La révolution de l'enchantement

La révolution de l'enchantement

Journal d'une résidence à la médiathèque l'Escale à Auby

Le journal de Marie Cassado

Le journal de Marie Cassado

Histoire d'une cordelière

 

Mon mari parlait couramment l’arabe.

D'ailleurs il parlait 3 langues : le français l'arabe et l'espagnol. A l'usine où plusieurs nationalités se mélangeaient, on l'appelait souvent pour faire l'interprète.

Je suis née dans une famille de 5 enfants. Ma petite sœur est morte à 4 mois et demi d’une bronchopneumonie, entre mon frère André et Donat. Je suis née en 38.

À partir de quel âge, j’ai des souvenirs ? Je ne sais pas exactement.

Comme j’étais la seule fille de la maison, je jouais au football avec mon frère Donat. Le ballon passait souvent par-dessus le portail… ( rire )

J’aime bien jouer au foot et je regarde les matchs à la télé. L’O.M. Le Racing club de Lens. Ma petite fille Sarah a attrapé le virus.
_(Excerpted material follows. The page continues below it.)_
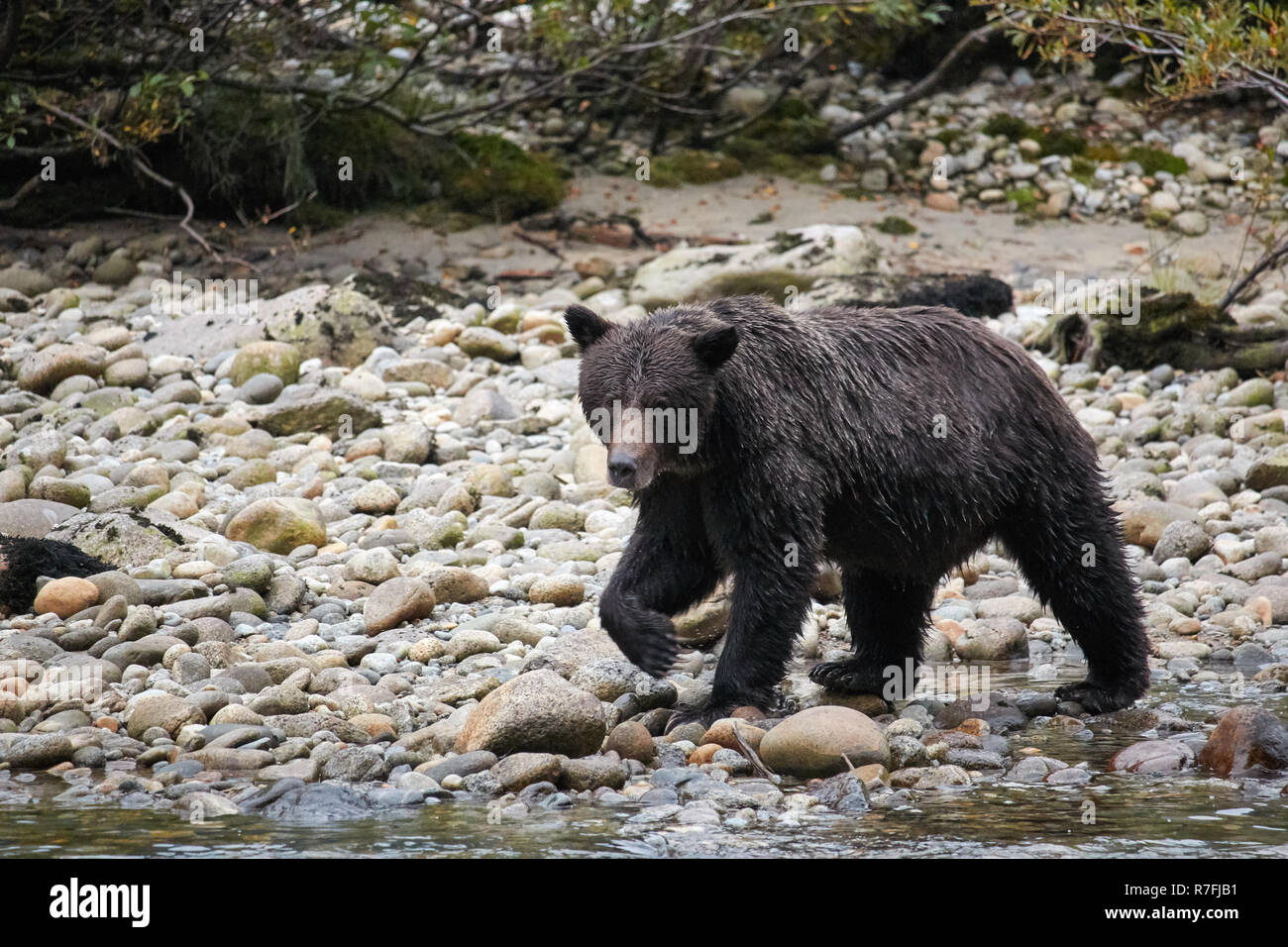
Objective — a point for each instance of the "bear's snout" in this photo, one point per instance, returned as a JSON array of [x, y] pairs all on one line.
[[631, 467]]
Elle va aux matchs, elle a hérité de ma passion.

J’ai toujours dit, s’il y avait du football féminin à Auby, je me serai inscrite.

Quand j’allais à l’école et que je ne savais pas ma leçon, mon institutrice qui habitait sur la place d’Auby me disait :

- C’est bien de faire du vélo sur la place d’Auby toute la journée mais tu ferais mieux d’apprendre tes leçons !

Quand je rentrais à la maison ma mère répliquait :

- De quoi elle se mêle celle-là !

À l’école primaire, je me souviens de la rentrée. Quand on demandait la profession du père, j’avais une bonne copine qui répondait :

- Moi je le sais madame, il ressoude les culs de chaudron !

Le journal de Marie Cassado

C’est parce que mon père travaillait à la mine, il était ajusteur soudeur. Il m’avait même fabriqué une bicyclette pour mon certificat d’études. Il faisait de tout. Il changeait les pots de feu. Les serrures. Il dépannait tout le monde. Un jour, une dame passait en vélo devant chez nous et sa chaîne a sauté. Ma mère l’a fait entrer pour boire une tasse de café et mon père a remis sa chaine.

- Rien du tout Madame, le prix c’est votre sourire !

L’épouse du docteur Carbonel venait souvent lui demander avec son petit sourire :

- Hein Marcel, vous n’auriez pas un petit bout de persil du jardin pour mes tomates ?

Chez nous, c’était la maison du Bon Dieu.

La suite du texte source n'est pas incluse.